Ticks could quite easily also be hiding on the leaves and branches of trees, which means that when you walk under a tree, if your head or hair brushes against it, you could potentially soon find a tick half embedded in your scalp. Yuck!
When hiking, try wearing a hat and tying your hair back. You could even use a tick repellent spray and rub that onto your head and neck.
We have put together a list of the best hats for hot weather. These will offer you all the protection you need. Click here to find out more!
Avoid tall grass
This one should now be pretty obvious if you’ve been paying attention, but just to ensure that there’s no confusion, when out hiking, try to avoid tall grass unless absolutely necessary.
On hiking trails where ticks are known to be prevalent, stay clear of long grass, even if you are wearing protective clothing.
Stop and check
As annoying as this can be, dealing with Lyme Disease caused by a tick bite is a lot more annoying so throughout your hike, every so often take a break and check for ticks.

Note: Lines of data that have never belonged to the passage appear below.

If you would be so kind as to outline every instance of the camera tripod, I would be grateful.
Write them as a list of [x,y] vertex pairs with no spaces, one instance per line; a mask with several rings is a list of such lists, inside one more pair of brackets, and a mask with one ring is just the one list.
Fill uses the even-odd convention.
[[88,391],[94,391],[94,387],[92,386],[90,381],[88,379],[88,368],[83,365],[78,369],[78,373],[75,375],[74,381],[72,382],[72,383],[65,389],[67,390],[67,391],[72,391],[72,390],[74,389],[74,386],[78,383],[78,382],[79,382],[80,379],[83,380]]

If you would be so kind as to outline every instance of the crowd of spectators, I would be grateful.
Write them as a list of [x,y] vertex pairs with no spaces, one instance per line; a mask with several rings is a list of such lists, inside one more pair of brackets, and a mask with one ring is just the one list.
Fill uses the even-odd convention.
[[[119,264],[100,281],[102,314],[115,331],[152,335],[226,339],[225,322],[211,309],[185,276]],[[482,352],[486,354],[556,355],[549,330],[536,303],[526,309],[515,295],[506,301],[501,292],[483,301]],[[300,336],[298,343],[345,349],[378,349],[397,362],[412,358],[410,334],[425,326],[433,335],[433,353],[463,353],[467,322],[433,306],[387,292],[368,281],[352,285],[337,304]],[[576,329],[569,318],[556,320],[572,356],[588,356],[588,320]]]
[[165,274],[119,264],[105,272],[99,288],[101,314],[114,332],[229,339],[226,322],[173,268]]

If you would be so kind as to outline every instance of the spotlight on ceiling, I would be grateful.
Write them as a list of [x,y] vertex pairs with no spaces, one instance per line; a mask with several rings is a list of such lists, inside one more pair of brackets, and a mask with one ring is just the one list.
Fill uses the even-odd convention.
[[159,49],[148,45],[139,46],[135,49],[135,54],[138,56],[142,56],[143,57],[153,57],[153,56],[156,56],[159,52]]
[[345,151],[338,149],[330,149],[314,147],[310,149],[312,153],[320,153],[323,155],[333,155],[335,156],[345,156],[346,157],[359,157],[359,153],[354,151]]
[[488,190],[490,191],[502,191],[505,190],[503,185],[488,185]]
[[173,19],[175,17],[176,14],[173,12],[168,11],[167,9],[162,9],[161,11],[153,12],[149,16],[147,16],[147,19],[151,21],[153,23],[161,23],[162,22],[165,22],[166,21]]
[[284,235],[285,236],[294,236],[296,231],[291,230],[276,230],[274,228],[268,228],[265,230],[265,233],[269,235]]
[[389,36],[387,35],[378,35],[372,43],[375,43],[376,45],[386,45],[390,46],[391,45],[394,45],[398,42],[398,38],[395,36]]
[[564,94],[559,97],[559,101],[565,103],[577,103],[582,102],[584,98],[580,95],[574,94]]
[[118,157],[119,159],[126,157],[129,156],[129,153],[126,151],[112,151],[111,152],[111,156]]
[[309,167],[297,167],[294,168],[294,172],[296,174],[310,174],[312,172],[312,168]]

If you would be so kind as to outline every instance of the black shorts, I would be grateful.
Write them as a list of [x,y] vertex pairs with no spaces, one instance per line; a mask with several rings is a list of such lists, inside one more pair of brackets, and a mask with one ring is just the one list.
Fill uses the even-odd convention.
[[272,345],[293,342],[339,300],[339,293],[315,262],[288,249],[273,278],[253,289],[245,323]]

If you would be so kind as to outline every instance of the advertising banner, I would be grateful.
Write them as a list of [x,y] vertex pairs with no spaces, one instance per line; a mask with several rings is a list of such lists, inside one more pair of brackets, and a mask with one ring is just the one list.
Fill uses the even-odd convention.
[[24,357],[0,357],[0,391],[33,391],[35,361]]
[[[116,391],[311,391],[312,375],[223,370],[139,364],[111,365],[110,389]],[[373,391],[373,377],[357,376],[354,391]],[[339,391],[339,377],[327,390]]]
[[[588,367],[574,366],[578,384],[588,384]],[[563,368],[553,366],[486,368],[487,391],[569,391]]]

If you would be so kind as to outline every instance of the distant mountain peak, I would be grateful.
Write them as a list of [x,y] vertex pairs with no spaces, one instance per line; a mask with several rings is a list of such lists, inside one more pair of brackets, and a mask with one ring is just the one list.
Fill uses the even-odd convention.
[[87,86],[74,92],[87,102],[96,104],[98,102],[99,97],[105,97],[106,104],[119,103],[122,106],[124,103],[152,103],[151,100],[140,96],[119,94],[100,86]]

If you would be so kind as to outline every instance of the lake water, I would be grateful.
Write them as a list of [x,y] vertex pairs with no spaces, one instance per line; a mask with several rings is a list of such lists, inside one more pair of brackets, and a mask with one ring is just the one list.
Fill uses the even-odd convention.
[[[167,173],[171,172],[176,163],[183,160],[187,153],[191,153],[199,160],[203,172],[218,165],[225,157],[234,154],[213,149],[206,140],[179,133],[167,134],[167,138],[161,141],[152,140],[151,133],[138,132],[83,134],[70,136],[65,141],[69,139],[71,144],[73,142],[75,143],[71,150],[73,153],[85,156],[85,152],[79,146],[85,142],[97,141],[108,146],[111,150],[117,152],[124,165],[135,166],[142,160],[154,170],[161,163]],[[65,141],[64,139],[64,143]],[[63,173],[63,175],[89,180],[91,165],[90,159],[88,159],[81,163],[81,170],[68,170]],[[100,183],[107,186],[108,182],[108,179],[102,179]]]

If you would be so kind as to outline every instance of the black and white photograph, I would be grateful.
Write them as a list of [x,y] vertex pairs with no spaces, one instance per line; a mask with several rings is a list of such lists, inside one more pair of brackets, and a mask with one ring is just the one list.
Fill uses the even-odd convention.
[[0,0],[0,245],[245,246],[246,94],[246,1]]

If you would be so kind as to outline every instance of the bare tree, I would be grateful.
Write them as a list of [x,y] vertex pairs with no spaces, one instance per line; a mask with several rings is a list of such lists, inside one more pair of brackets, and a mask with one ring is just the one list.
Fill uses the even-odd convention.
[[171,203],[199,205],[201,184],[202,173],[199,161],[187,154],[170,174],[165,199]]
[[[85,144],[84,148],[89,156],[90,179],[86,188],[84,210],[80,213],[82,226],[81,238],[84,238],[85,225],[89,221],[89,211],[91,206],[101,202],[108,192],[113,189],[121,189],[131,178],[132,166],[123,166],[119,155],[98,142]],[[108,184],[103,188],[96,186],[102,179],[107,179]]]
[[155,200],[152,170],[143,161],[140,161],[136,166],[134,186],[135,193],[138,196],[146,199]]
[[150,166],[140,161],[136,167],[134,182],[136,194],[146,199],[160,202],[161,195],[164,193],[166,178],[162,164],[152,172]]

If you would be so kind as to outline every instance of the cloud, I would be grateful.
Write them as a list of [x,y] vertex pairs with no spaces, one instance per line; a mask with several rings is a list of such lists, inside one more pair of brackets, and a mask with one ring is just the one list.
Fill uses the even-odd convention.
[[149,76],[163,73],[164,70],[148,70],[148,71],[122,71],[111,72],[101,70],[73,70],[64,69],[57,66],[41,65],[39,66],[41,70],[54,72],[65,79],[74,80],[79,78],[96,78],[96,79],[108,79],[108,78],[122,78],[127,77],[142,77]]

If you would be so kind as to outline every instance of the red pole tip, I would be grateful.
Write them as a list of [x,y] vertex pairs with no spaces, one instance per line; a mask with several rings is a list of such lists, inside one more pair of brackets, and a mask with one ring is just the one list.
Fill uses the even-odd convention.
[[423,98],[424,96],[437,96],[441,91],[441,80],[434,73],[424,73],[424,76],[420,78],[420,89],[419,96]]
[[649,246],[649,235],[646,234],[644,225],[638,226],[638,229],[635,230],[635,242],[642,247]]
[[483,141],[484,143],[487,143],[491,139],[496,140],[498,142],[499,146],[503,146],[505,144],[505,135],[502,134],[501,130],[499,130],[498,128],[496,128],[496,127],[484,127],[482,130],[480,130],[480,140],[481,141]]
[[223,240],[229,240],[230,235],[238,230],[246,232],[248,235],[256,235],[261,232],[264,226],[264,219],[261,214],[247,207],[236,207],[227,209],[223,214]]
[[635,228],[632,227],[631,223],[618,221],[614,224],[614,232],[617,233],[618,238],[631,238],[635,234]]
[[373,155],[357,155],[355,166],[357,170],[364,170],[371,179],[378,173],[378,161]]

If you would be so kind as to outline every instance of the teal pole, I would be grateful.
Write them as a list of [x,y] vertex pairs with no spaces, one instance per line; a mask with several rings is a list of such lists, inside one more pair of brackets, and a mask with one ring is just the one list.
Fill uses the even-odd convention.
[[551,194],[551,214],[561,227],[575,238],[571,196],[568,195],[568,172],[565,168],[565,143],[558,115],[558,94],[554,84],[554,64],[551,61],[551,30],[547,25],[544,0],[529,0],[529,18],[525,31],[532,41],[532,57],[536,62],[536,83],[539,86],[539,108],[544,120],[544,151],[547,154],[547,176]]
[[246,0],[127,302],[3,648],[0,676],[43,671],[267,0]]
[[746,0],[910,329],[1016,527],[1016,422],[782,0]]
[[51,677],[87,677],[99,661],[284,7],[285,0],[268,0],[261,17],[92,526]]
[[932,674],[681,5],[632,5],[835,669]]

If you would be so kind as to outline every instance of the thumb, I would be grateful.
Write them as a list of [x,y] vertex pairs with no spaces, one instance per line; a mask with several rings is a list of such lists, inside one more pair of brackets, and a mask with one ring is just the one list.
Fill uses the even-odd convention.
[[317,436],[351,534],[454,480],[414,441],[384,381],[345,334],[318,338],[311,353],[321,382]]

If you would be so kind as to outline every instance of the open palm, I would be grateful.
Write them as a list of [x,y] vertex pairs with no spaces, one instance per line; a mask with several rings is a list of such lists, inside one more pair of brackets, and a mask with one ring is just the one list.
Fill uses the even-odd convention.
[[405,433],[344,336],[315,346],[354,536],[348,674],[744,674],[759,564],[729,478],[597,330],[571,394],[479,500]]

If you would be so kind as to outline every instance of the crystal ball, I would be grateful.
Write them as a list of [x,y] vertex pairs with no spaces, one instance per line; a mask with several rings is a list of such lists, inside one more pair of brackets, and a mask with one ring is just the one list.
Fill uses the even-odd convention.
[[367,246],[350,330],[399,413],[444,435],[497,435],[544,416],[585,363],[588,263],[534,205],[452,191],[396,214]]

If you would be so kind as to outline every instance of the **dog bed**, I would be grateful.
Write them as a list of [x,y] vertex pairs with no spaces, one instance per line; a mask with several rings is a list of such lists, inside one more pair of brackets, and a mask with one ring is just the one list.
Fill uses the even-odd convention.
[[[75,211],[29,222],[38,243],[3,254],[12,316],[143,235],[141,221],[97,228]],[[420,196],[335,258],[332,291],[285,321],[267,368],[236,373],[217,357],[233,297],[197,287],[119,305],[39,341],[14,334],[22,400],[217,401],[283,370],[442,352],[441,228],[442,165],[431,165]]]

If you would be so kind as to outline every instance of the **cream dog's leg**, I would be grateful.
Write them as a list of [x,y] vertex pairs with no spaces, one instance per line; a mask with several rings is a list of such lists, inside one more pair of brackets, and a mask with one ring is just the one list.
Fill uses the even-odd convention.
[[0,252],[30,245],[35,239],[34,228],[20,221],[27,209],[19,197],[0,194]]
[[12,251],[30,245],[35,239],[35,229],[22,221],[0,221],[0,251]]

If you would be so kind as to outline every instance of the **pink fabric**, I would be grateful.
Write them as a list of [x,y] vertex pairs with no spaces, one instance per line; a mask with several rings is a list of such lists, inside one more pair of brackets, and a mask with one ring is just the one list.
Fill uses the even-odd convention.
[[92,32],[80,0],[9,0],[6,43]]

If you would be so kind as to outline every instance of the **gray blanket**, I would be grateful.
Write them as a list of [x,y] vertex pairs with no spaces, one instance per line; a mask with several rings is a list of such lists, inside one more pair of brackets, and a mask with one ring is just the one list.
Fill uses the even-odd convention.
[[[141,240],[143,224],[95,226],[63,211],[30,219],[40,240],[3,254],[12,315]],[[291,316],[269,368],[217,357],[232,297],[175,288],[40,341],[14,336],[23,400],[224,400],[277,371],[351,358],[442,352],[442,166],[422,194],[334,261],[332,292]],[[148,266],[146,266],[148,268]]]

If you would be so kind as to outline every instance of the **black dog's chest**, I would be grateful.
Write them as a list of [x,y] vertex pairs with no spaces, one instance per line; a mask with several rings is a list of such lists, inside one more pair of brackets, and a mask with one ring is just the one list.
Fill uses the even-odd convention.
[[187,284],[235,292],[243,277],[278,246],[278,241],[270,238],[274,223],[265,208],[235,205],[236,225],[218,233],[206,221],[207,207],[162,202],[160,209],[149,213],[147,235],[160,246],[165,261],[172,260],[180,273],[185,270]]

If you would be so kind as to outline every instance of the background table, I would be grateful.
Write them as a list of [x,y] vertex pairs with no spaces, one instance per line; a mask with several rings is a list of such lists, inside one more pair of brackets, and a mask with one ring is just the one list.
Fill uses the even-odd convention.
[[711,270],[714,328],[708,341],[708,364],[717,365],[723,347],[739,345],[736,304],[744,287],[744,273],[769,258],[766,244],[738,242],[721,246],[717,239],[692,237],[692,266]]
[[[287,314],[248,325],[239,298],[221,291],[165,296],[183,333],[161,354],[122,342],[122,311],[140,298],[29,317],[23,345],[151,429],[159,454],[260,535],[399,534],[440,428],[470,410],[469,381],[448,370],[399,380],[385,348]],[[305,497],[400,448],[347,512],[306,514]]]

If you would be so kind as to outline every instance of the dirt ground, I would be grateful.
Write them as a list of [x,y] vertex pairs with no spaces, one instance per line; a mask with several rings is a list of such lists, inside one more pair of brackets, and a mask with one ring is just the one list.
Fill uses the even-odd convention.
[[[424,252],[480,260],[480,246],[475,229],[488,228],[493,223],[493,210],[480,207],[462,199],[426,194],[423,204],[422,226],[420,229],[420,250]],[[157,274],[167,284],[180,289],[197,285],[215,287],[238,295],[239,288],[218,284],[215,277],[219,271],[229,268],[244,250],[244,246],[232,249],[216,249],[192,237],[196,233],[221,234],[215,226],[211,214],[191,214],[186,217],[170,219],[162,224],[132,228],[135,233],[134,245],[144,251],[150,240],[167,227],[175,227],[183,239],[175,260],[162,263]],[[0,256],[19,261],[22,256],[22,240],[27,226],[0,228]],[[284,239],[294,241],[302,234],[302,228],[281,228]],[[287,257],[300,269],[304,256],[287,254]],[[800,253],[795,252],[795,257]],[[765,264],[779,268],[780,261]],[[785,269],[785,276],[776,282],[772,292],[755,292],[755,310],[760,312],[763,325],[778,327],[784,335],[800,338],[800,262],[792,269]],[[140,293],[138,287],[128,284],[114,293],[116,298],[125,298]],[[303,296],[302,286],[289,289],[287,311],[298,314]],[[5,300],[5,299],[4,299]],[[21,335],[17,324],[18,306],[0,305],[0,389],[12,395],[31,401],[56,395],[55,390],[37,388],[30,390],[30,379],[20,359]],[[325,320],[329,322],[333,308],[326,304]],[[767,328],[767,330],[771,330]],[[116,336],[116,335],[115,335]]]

Now, you don’t need to strip down to your undies and inspect everything with a magnifying glass, but do a quick check of your clothing and gear, just to make sure there are no ticks catching a lift on your gear, waiting for the perfect opportunity to start feasting on you.
Check your damper areas
Ticks are like bacteria, in that they prefer warm, moist, and darker areas.
So, with that said, when you are looking for ticks, you’re likely to find them on parts of your anatomy that are warm and moist, especially when you consider perspiration.
Check your armpits, your feet, your groin, and the backs of your knees when looking for ticks, and for the female readers amongst you, don’t forget the bra line, as this is the ideal spot for ticks.